There are 280–630 MMbbl of incremental oil recovery potential through the use of tertiary CO₂ enhanced oil recovery (EOR) in 86 North Dakota unitized conventional oil fields (KLJ, 2014). A joint industry research program led by the Energy & Environmental Research Center (EERC) was established to investigate the effectiveness of implementing waterflooding and optimizing it as a precursor for CO₂ EOR and to develop cost-effective pathways for a legacy oil field, Foreman Butte Field, as a prototype for revitalizing the analogous conventional oil fields in North Dakota to prolong the operational lifetime of the fields with low carbon intensity.

A horizontal well was first drilled into the Flat Lake subinterval of the Foreman Butte Field in 2003, and wireline logs suggested a 12-foot section of limestone within the Flat Lake subinterval contained an average of 5% porosity with 70% hydrocarbon saturation (Nordeng, 2007). Production data from 40 subsequently drilled horizontal wells on 640-acre spacing exhibited rapid production declines and production of more water than oil without waterflooding. A legacy field like this typically lacks characterization data for detailed geologic modeling, so additional strategic characterization data were acquired to improve understanding of the reservoir and optimize production. The presence of the natural fracture networks from the newly collected cores confirmed in assessing this type of reservoir. Thus a high-efficiency fracture modeling approach, embedded discrete fracture modeling (EDFM), was used in numerical simulation to capture the complex fracture networks and heterogeneity of the reservoir. This approach helped to improve the accuracy of history matching and predict the performance of waterflooding and CO₂ EOR with higher confidence.

Implementing a waterflood after primary production usually presents the most cost-effective approach to increasing oil recovery in terms of additional oil produced per dollar of capital investment. The development of a CO₂ EOR project after waterflooding could further recover a significant volume of oil. Both water and CO₂ flooding experiments were conducted in this study, with results suggesting that a considerably higher oil recovery could be achieved by CO₂ EOR rather than waterflooding in this field. However, it would require much higher capital investment for surface facilities and CO₂ sourcing and transportation in the field application process.

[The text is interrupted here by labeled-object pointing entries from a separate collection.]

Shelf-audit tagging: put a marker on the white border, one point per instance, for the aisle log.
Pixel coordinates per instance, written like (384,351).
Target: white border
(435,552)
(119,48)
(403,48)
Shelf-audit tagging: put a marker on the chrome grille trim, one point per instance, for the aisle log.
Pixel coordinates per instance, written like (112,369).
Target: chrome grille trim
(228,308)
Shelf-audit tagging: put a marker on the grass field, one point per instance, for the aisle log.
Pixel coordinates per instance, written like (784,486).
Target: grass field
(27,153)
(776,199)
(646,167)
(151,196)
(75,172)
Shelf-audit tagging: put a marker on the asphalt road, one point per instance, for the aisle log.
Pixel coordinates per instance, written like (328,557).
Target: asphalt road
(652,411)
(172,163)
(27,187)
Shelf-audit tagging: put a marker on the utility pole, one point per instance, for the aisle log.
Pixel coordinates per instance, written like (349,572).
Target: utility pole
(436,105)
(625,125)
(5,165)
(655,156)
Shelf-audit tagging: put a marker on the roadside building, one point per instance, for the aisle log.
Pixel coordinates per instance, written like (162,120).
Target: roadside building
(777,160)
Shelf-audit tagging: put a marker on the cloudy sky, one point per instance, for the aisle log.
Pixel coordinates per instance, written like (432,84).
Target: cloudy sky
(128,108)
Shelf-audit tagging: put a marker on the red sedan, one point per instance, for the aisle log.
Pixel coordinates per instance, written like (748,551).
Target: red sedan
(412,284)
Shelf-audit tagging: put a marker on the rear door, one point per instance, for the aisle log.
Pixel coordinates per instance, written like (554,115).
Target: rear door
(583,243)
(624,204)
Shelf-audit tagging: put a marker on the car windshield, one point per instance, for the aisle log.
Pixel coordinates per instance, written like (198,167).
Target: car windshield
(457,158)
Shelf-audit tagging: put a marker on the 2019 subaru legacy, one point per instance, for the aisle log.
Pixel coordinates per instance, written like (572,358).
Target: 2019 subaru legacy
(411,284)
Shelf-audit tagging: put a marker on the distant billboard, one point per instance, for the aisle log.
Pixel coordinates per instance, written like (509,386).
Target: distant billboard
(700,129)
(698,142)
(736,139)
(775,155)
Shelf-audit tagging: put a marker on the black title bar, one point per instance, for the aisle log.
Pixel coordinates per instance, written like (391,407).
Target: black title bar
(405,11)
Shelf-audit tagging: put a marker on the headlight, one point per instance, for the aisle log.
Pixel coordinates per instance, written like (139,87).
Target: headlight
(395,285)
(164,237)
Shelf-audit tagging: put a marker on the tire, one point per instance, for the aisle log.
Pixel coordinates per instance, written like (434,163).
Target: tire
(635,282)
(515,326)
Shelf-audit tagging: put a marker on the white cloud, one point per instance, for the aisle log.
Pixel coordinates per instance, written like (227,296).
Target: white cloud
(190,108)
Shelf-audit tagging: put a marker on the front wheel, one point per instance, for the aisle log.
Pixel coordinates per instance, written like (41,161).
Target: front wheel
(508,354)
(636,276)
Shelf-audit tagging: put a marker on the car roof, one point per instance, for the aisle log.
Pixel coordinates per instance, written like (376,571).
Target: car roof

North Dakota has permitted a few carbon capture and storage (CCS) projects where the captured CO₂ could be readily available for EOR purposes, but building pipeline systems accessible to those sources may also require obtaining new separate right-of-way agreements to the legacy field. Though the CO₂ sourcing, transportation of the sourced CO₂, and the expanded separation facilities for recycling the produced CO₂ pose a higher cost and could be offset by certain regulatory incentives, such as federal- and state-level tax credits and tax exemptions, a necessary economic evaluation with detailed geologic modeling and reservoir simulation studies can provide a basis for such project implementation.

This research program will generate new information to enable operators, investors, regulators, and other stakeholders to make informed decisions regarding the revitalization of North Dakota’s vast conventional oil resources using CO₂ capture and utilization techniques.